Saturday, September 8, 2012

Bumper Part 2 - the Rebuild

In the previous post on the Elgin 607 Bumper movement, I had taken apart a movement that I'd bought on Ebay.  It was sold as nonrunning, but was nice and complete.  In the interim, I ran the parts through my new (well, new to me!) cleaning machine, dried them, polished the jewels and pivots with pegwood and pithwood, and inspected all the parts.

 
Since I have acquired five 607 mainsprings in the course of buying mainspring lots, I thought I'd pop in a new one.  You can see the braking spring, a tiffer piece of spring that essentially grips the barrel wall, but allows the spring to slip to prevent overwinding.


This was kind of a pain, because you have to stop after winding most of the spring into the winder, then fold the braking spring under so it gets pulled into the winder, and unlike a spring with a barrel end hook or T-end, you want to wind the whole thing into the barrel.

Next, I reassembled the autowind module.


The trickiest part was remembering how this part went together.  That lone screw holds the pawl spring at one end, and there's a groove in the winding sector that the spring fits into.  The fingerprint on the bench block will give you some idea just how SMALL the parts are - the 3 screws holding the  winding sector hub together are about the size of balance cap jewel screws. 



Once that's put together, the ratchet pawl is added to the plate. (sorry about the focus)


Then the winding sector assembly is added.


Add the lower plate, and it's ready to go!

I won't show the assembly of the movement, which is really pretty straightforward, not to mention just like the disassembly only backwards.  I was pleased to note that the balance took right off when installed.  The next step is to add the bumpers.  This is a fiddly step, since the bumper block doesn't have separate screws.  The same screws that hold down the springs attach the bumper to the pillar plate.  And of course, the springs try to turn as you tighten the screws down!

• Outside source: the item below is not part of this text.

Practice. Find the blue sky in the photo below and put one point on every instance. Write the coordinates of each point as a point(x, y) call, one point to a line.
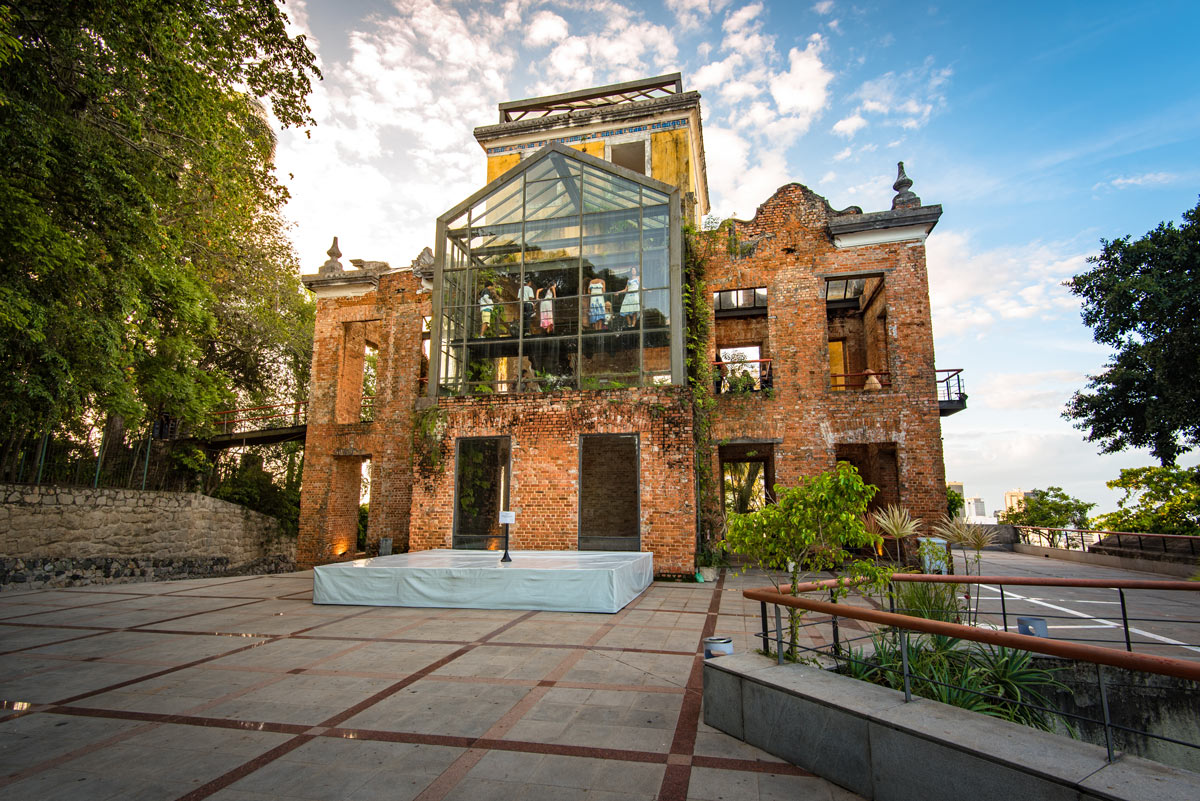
point(1039, 127)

With the bumpers in place, you just add the autowind module and tighten two screws.

  
Note the little black mark on the ratchet wheel.  I marked that so I could see if moving the winding weight worked to wind the watch.  As you can see in this picture, where it's moved about 90 degrees, it does!!


 Add the dial and hands, and we've got a newly cleaned Elgin 607 Bumper!  A nice little piece of American Watchmaking history!